Drive (Original Motion
Picture Soundtrack)
drive-soundtrack.jpg

Critics were divided over the film Drive last year, some raving and others hating, but there was one opinion
that was universal: it had the coolest soundtrack in recent memory. Keeping in
tune with its ’80s visual aesthetic, the soundtrack bounces from synths to
dancehall slow-jams at full throttle. The opening track (of the film and album
alike) “Nightcall” blasts through your speakers, effortlessly transporting you
to the more sleazy side of Los Angeles nightlife that the film lives in. “Under
Your Spell” plays out as a touching yet disturbing love ballad (much like the
film itself) and pushes the dancehall rhythms merrily along. The apex of the
album is “A Real Hero,” featuring some of the most earnest lyrics ever sung on
top of a head-thumping bass. Cliff Martinez, a frequent music composer on
Steven Soderbergh films, rounds out the rest of the album with his indelible
score, mixing orchestral grandeur with electronic pulses. I don’t think I have
to drive (pun intended) the point home any further; this soundtrack is
phenomenal.

College feat. Electric Youth – A Real Hero

Take Me Home Tonight
(Original Motion Picture Soundtrack)
Take Me Home Tonight Soundtrack.jpg

When Topher Grace made the film Take Me Home Tonight, he was trying to emulate the sweet and silly
films from the ’80s (for which John Hughes gets all the credit).
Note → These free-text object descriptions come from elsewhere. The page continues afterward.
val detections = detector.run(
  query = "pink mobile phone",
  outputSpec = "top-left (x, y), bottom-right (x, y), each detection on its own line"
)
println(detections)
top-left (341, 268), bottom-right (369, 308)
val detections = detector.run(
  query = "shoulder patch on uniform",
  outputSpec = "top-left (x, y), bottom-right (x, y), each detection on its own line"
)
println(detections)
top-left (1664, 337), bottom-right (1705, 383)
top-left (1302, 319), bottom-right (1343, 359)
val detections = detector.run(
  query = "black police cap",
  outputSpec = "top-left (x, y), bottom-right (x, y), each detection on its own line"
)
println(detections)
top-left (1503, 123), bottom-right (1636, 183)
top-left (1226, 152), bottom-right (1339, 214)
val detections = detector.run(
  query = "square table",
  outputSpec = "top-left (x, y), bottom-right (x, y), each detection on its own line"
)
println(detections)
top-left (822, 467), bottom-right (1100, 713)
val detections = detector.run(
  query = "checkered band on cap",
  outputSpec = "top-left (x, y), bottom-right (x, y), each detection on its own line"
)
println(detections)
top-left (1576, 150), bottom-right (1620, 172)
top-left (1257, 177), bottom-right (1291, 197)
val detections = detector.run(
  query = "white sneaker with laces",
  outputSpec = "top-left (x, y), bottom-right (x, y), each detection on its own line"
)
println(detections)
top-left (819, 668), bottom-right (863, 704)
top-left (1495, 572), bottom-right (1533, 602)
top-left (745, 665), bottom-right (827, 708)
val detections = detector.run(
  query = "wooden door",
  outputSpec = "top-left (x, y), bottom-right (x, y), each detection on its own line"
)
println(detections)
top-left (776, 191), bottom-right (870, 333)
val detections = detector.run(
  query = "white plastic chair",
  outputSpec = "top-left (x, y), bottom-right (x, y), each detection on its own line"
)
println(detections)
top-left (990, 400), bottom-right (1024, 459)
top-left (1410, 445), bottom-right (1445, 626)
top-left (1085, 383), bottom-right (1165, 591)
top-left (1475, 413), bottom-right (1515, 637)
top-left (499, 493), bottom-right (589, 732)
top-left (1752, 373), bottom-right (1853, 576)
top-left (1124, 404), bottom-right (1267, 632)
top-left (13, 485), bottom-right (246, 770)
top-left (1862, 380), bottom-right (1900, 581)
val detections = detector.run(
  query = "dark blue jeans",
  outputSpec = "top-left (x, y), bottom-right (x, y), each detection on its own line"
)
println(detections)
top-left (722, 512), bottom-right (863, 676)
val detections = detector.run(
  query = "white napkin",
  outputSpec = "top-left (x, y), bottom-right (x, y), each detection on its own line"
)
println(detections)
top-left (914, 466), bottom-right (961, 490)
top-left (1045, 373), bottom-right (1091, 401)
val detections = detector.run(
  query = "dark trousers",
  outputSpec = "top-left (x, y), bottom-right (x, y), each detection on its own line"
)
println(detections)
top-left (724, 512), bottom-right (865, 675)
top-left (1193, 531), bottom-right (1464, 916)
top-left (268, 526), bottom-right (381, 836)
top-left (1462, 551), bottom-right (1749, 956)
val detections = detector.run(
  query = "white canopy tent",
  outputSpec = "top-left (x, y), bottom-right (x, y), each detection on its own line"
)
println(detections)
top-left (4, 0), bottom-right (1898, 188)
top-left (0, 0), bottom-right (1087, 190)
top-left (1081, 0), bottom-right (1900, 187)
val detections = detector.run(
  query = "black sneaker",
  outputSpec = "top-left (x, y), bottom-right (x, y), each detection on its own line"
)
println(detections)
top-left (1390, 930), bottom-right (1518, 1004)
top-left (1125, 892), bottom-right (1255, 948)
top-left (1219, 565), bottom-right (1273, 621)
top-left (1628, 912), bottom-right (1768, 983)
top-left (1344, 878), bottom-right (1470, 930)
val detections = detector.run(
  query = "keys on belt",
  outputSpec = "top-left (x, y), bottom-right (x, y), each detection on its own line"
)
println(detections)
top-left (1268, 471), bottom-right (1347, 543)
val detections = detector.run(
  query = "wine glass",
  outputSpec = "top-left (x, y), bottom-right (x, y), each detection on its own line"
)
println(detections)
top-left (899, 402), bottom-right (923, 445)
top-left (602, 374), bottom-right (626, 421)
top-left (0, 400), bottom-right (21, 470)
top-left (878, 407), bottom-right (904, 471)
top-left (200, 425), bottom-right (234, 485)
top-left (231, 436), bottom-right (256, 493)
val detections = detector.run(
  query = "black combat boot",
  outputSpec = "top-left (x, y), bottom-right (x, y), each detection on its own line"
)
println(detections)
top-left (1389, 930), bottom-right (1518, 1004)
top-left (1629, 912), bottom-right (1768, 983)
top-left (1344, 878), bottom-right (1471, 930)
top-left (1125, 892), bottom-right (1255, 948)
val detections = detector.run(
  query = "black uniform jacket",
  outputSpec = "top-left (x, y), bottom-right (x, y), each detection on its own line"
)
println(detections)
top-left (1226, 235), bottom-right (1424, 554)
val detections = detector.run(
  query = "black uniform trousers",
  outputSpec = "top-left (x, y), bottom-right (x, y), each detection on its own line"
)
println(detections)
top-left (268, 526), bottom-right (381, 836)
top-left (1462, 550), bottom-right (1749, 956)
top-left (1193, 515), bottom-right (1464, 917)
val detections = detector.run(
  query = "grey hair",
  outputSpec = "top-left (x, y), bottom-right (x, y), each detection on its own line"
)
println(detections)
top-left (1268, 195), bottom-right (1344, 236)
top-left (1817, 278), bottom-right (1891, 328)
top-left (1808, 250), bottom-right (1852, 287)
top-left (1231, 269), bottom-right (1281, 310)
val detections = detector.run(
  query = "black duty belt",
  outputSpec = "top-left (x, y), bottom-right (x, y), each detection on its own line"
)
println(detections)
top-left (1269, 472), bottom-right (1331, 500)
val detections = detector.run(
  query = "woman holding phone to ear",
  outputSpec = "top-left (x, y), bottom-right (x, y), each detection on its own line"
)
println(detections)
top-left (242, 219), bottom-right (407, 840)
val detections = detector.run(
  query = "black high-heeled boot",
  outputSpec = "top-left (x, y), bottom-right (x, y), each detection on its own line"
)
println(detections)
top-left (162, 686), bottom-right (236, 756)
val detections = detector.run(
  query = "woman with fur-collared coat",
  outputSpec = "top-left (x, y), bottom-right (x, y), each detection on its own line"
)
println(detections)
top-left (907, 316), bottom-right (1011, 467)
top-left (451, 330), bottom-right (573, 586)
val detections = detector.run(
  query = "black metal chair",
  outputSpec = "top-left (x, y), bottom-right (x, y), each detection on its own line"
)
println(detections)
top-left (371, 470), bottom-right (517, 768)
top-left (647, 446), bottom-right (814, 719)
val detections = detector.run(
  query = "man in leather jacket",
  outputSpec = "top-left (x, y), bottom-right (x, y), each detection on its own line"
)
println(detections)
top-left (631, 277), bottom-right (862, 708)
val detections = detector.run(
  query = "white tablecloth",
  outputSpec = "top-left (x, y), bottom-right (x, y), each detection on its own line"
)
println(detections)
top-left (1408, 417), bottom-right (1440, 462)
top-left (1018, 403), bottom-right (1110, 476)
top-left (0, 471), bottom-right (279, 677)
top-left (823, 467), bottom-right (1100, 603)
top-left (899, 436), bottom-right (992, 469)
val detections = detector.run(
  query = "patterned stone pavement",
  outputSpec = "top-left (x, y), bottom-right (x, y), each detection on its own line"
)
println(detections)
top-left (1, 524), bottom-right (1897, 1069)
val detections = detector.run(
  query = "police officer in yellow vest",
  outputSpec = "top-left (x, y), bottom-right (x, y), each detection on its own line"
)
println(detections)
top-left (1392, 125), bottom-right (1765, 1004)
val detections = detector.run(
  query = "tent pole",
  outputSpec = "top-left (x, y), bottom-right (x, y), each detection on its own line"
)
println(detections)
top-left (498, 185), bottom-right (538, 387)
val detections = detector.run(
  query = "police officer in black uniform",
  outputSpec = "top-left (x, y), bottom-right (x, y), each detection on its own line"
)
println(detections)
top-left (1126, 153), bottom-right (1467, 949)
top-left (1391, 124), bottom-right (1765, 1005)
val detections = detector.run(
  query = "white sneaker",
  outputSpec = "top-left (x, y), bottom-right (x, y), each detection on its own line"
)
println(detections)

Of course, to
make a film seem like it was made in that decade, you have to load its
soundtrack with pure ’80s tunes, for better or for worse. Better than any
actual ’80s album compilations, the soundtrack covers all areas of the decade
in just 12 songs. If you were in high school or college in the ’80s, you will
have no doubt heard these songs from a boom box or two back in the day. Such
hits include: “Video Killed the Radio Star,” “Hungry Like the Wolf,” “Safety Dance,” and what
’80s nostalgia trip would be complete without: “Straight Outta Compton?”